Microsoft Corp. (MSFT) fought off one of its competitors, Inc. (CRM), for the winning bid to acquire LinkedIn Corp. (LNKD) for $196 per share. LinkedIn shares spiked 64% after the announcement made on June 3, 2016. LinkedIn, which was being pursued by as many as five companies, chose Microsoft to integrate LinkedIn’s powerful networking and customer relationship management (CRM) capabilities with Microsoft’s cloud capabilities.

Microsoft has been accelerating its inroads into social networking enterprises, especially in the professional and corporate arenas. On Aug. 1, 2016, the company sold nearly $20 billion in bonds, the fifth-largest bond deal on record, to raise funds for the acquisition. As of Aug. 4, its shares were trading at $57.50, up 3.98% year to date.

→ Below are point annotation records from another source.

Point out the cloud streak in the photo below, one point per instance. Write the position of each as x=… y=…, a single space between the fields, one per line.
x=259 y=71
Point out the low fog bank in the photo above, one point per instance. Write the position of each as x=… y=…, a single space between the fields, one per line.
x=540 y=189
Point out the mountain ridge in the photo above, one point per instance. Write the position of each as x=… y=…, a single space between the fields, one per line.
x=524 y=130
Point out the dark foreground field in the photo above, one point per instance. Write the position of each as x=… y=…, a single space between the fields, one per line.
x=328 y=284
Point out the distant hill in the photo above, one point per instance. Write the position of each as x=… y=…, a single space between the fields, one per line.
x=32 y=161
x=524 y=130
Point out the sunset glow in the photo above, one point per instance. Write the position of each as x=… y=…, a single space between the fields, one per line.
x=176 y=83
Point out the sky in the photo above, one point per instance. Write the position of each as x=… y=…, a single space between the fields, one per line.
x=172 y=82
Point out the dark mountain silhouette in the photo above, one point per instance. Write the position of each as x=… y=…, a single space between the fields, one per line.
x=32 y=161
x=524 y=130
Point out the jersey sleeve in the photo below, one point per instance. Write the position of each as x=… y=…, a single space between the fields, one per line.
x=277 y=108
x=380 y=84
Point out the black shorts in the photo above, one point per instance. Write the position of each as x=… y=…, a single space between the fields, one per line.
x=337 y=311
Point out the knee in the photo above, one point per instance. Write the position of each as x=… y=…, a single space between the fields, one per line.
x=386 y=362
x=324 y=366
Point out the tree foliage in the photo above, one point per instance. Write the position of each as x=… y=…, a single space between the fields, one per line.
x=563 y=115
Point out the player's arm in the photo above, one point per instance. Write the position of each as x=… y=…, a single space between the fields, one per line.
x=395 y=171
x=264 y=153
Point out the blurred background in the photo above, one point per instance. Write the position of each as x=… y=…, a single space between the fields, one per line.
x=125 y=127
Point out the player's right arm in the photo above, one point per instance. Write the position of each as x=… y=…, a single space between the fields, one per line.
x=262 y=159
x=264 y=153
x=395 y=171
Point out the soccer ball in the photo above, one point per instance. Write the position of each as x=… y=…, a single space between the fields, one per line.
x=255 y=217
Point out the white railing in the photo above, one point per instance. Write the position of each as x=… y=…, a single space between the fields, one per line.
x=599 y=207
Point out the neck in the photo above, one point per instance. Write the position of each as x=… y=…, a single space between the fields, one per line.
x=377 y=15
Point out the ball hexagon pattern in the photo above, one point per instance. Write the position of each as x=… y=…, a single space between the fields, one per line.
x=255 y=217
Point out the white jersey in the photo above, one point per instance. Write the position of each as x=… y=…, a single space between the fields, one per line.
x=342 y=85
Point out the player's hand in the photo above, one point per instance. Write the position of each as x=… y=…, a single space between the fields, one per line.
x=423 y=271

Johnson Controls, Tyco ($16 Billion)

In January 2015, U.S.-based Johnson Controls Inc. (JCI) and Ireland-based Tyco International PLC (TYC) agreed to a merger resulting in a corporate tax inversion for Johnson Controls. The merger has been closely scrutinized by Treasury officials, but it appears to have met key tests that keep it out of the scope of tax inversion rules. Unlike the failed Pfizer Inc. (PFE) and Allergan PLC. (AGN) merger in 2015, which was found to be solely for the purpose of tax avoidance, the Johnson Controls/Tyco merger is deemed to be primarily business-related. The merger brings together complementary supply chains, product portfolios, and customer bases to create a more efficient company with greater global opportunities. However, Johnson Controls, the name of the new company, will also benefit from a much lower tax rate once the merger is completed.

The merger is expected to result in $500 million in overall savings in the first three years and around $150 million in annual tax savings. As of Aug. 4, 2016, Johnson Controls’ stock was trading at $47.77 a share for a year-to-date gain of 16.46%, and Tyco International’s stock was trading at $44.57 a share for a 43.60% gain on the year.

Pfizer, Allergan Failed Merger

What would have been the biggest deal of the year, the $160 billion mergers between Pfizer Inc. (PFE) and Allergan Plc. was scrapped last minute after a change in U.S. tax law. The change seeks to prohibit Inversion, where companies domicile offshore and avoid local tax bills. The decision was a big win for the Obama administration who had been critical of multinational companies evading U.S. taxes. The merger would have allowed the New York-based Pfizer to save an estimated $1 billion in taxes by making its new headquarters in Ireland. (See also: 3 ETFs Affected by the Failed Pfizer-Allergan Merger)

Allergan CEO Brent Saunders said on CNBC that he believed Pfizer and Allergan were singled out, but the ruling would not hinder any possible future activity. "It really looked like they did a very fine job at constructing a temporary rule to stop this deal and obviously it was successful," Saunders said.